I applaud andy becuase he has been able to make a great association out of something that can't exist. The man has done an incredible job. I will always reside in the camp that WOM is an outcome, and can not be paid for. It appears after the equal sign in the marketing equation, but never the less.....he has done a fabulous job building the association.

Posted by: erik hauser on July 14, 2005 2:17 PM

I'm glad to see that the WOMMA group is up and running and providing legitimacy to a standalone channel of marketing much like advertising, sales promotion, PR and online is today. Bravo.

Two comments to add:
1) As a response to Erik Hauser's comments, I appreciate the purist mentality when it comes to grassroots and authentic social forces like word of mouth. I must disagree however. For centuries, word of mouth has been brokered as a powerful commercial force and has come back into popularity recently given the growing limitations of mainstream advertising. If done right, WOM works, paid or not.

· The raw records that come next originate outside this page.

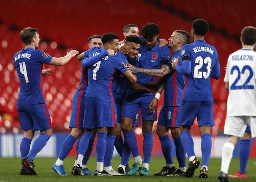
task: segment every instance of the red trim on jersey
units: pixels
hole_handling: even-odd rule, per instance
[[[140,110],[140,108],[139,109],[139,116],[138,117],[138,127],[140,127],[141,126],[141,111]]]
[[[42,92],[42,94],[43,95],[43,97],[44,97],[44,101],[45,101],[45,98],[44,98],[44,90],[43,89],[43,64],[41,64],[41,75],[40,75],[40,80],[41,81],[39,82],[39,85],[40,85],[40,88],[41,88],[41,91]]]
[[[112,80],[113,80],[113,77],[110,77],[111,80],[110,82],[108,83],[109,85],[109,92],[111,96],[111,113],[112,115],[112,123],[113,124],[113,127],[115,127],[115,115],[114,109],[114,97],[113,97],[113,94],[112,93],[112,91],[111,90],[111,87],[112,86]]]
[[[188,85],[188,77],[186,77],[186,83],[185,84],[185,87],[184,87],[184,90],[183,91],[183,93],[182,93],[182,96],[181,97],[181,101],[182,101],[182,99],[183,99],[183,96],[184,95],[184,93],[185,93],[185,91],[186,90],[186,88],[187,87],[187,85]]]
[[[80,101],[81,101],[81,98],[83,91],[83,87],[85,86],[86,84],[86,72],[85,70],[86,69],[86,67],[84,67],[83,68],[83,84],[81,85],[81,88],[80,88],[80,93],[78,96],[78,100],[77,102],[78,105],[77,107],[77,111],[76,111],[76,128],[78,128],[78,124],[79,123],[79,115],[80,115],[80,107],[81,106],[81,104],[80,103]]]
[[[173,116],[172,118],[172,127],[174,128],[175,126],[175,122],[176,121],[176,115],[177,114],[177,109],[178,109],[178,107],[175,107],[174,108],[174,115]]]
[[[78,103],[77,111],[76,111],[76,128],[78,128],[79,123],[79,115],[80,115],[80,106],[81,104]]]
[[[173,79],[172,79],[172,87],[175,87],[175,91],[174,91],[174,99],[173,100],[173,106],[176,105],[177,102],[177,92],[178,91],[178,85],[176,85],[176,73],[177,71],[175,71],[173,73]]]
[[[51,119],[50,119],[50,116],[48,114],[48,112],[47,112],[46,108],[45,107],[45,104],[44,103],[43,103],[42,105],[43,105],[43,107],[44,108],[44,111],[45,111],[45,113],[46,114],[46,116],[47,116],[47,119],[48,119],[48,123],[49,123],[49,126],[50,126],[50,129],[52,128],[52,123],[51,122]]]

2)With the formation of a trade association - my fear is word of mouth doesn't "jump the shark". A lot of trade organizations tend to build a moat for the castle of incumbents and establish handcuffs and hardline rules that each member needs to play by. Hopefully WOMMA can maintain its value as an innovator and voice of change and credibility within a marketplace that desperately needs what it's representing. Kudos to WOMMA and team on a great start.